Ginzburg-Landau model energy minimization

landau_orig.png

Original

landau_opt.png

Optimized

In this example a basic Ginzburg-Landau model is solved. This example gives an idea of how the API together with automatic differentiation can be leveraged to performantly solve non standard problems on a FEM grid. A large portion of the code is there only for performance reasons, but since this usually really matters and is what takes the most time to optimize, it is included.

The automatic differentiation is done through DifferentiationInterface.jl (DI), which provides a uniform API to many automatic differentiation backends. This lets us swap out the backend used for the element gradient and Hessian without touching the assembly code. Here we use it to compare two forward-mode backends for the element Hessian: ForwardDiff.jl and HyperHessians.jl, the latter being a package specialized for computing Hessians efficiently using hyper-dual numbers.

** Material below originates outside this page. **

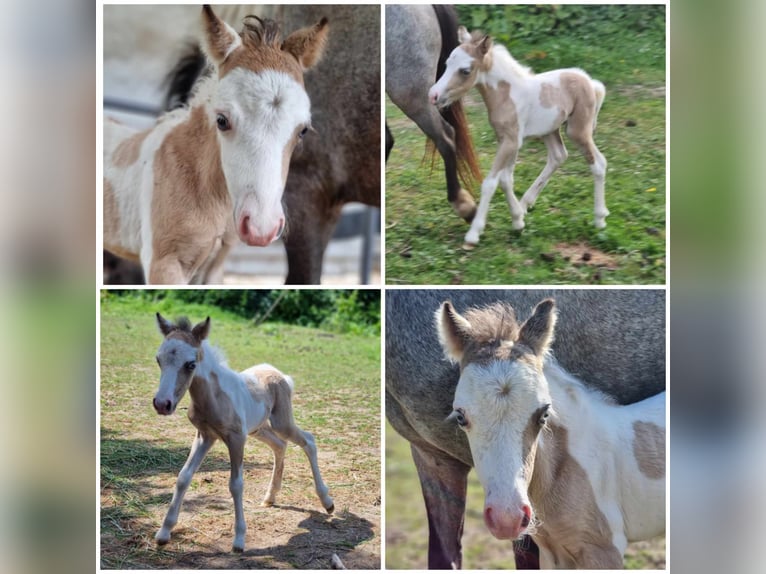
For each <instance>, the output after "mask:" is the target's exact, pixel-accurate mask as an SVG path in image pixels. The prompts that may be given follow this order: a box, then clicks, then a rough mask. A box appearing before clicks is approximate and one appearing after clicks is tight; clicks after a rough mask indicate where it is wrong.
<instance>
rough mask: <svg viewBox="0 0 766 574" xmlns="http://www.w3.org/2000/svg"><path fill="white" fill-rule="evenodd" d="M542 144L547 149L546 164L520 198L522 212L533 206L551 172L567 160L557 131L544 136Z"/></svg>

The key to using a method like this for minimizing a free energy function directly, rather than the weak form, as is usually done with FEM, is to split up the gradient and Hessian calculations. This means that they are performed for each cell separately instead of for the grid as a whole.

using DifferentiationInterface
import DifferentiationInterface as DI
using DifferentiationInterface: AutoForwardDiff, AutoHyperHessians, prepare_gradient, prepare_hessian
using ForwardDiff: ForwardDiff
using HyperHessians: HyperHessians # loads the `AutoHyperHessians` backend extension for DI
using Ferrite
using Optim, LineSearches
using SparseArrays
using Tensors
using OhMyThreads, ChunkSplitters

Energy terms

4th order Landau free energy

function Fl(P::Vec{3, T}, α::Vec{3}) where {T}
    P2 = Vec{3, T}((P[1]^2, P[2]^2, P[3]^2))
    return α[1] * sum(P2) +
        α[2] * (P[1]^4 + P[2]^4 + P[3]^4) +
        α[3] * ((P2[1] * P2[2] + P2[2] * P2[3]) + P2[1] * P2[3])
end
Fl (generic function with 1 method)

Ginzburg free energy

@inline Fg(∇P, G) = 0.5(∇P ⊡ G) ⊡ ∇P
Fg (generic function with 1 method)

GL free energy

F(P, ∇P, params) = Fl(P, params.α) + Fg(∇P, params.G)
F (generic function with 1 method)

Parameters that characterize the model

struct ModelParams{V, T}
    α::V
    G::T
end

TaskCache

This holds the values that each task will use during the assembly. The DI "preparation" objects (grad_prep/hess_prep) cache the backend specific work (dual number buffers, configs, ...) and are reused for every cell handled by the task. Since they contain mutable scratch storage there is one cache, and thus one set of prep objects, per task so the assembly stays allocation free and thread safe.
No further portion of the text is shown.